Thursday, September 16, 2010

The Joys and Agonies of Bookstores

It's a funny thing walking through a bookstore when you're a writer trying to get published. The part of me that loves stories and books and reading and language breathes it in and gets lost and can't get enough. The part of me that wants to be published and collects rejection notices and keeps struggling to be better looks at it all and says, "What's the point?" It can be overwhelming, and that's just the stuff that's been published.

This is especially true when I visit Powell's here in Portland. Powell's isn't called "The City of Books" for nothing. It takes up something like a couple of city blocks and at least 3 stories crammed floor to ceiling with every kind of book imaginable - new books, used books, trashy books, classics, books in other languages, rare books - you name it. When I was in my twenties I'd go there and hang out in their coffee shop on a Saturday night and it would be packed with other booklovers like me and I thought to myself, "I have found my people."

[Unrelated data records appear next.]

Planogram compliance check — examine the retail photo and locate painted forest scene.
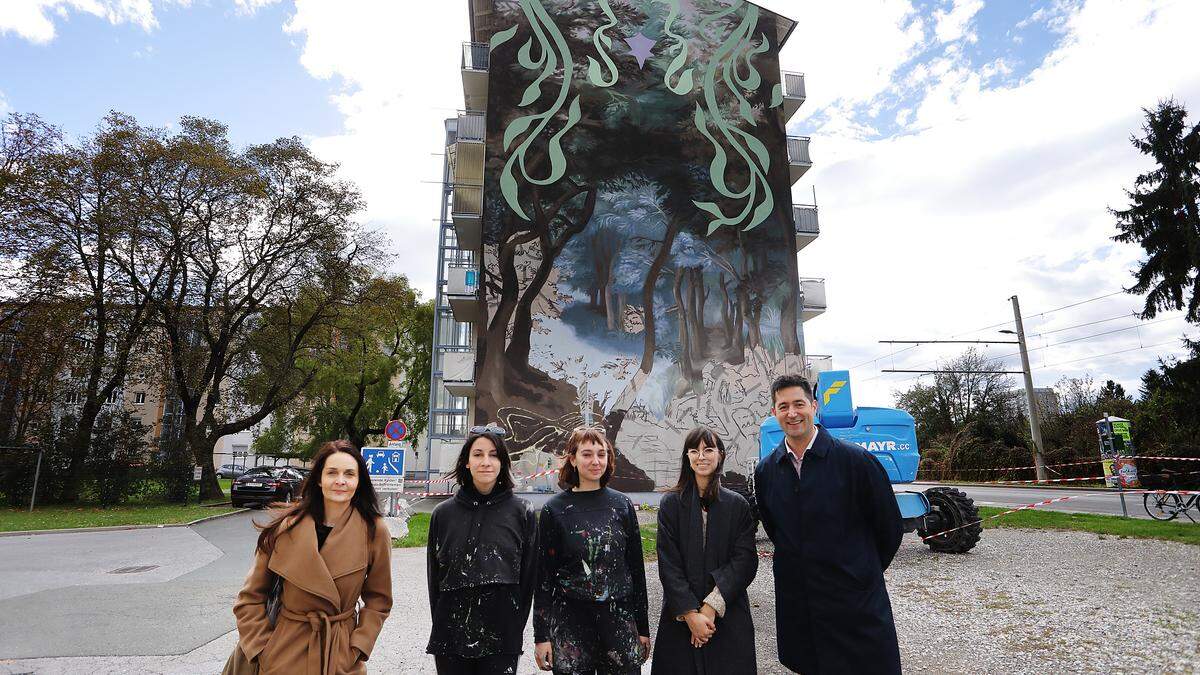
[475,0,804,490]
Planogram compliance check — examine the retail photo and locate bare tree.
[144,124,377,498]
[0,113,169,500]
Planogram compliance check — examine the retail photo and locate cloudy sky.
[0,0,1200,405]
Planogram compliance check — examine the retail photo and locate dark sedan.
[230,466,304,507]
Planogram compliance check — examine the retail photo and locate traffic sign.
[383,419,408,441]
[362,448,408,492]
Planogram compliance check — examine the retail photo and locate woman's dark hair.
[670,426,725,502]
[558,426,617,490]
[256,441,383,555]
[450,431,515,490]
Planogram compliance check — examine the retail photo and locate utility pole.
[1012,295,1050,480]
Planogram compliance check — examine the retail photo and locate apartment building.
[426,0,832,490]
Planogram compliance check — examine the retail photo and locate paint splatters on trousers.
[550,598,642,675]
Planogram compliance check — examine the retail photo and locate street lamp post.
[1001,295,1050,480]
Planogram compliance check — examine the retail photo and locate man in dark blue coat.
[755,375,904,675]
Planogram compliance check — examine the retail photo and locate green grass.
[979,502,1200,545]
[0,503,234,532]
[641,525,659,562]
[391,513,430,549]
[391,513,659,561]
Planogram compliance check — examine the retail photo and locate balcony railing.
[787,136,812,185]
[445,267,481,323]
[456,112,487,143]
[450,184,484,251]
[792,204,821,251]
[805,354,833,382]
[442,351,475,396]
[462,42,488,110]
[784,72,804,121]
[800,279,826,321]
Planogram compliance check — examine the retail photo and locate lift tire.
[917,488,983,554]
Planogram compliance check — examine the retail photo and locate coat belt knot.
[280,607,355,675]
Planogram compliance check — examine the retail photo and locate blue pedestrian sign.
[383,419,408,441]
[362,448,407,492]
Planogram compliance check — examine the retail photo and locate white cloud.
[776,0,925,126]
[934,0,983,42]
[286,0,469,297]
[797,1,1200,405]
[0,0,163,44]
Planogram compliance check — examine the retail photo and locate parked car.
[229,466,304,507]
[217,464,246,478]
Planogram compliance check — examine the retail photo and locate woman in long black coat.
[652,426,758,675]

But on my last visit, knowing my own writing was in the hands of agents yet again, and that a rejection notice was most likely in my future, I had a bit of an anxiety attack. So many great books - who reads them all? How does one ever get noticed over the others? What makes me think I have something so worth saying that people will pay money for it?

I know I'm not alone in this two-sided relationship with bookstores. I wonder what other writers do to overcome that feeling.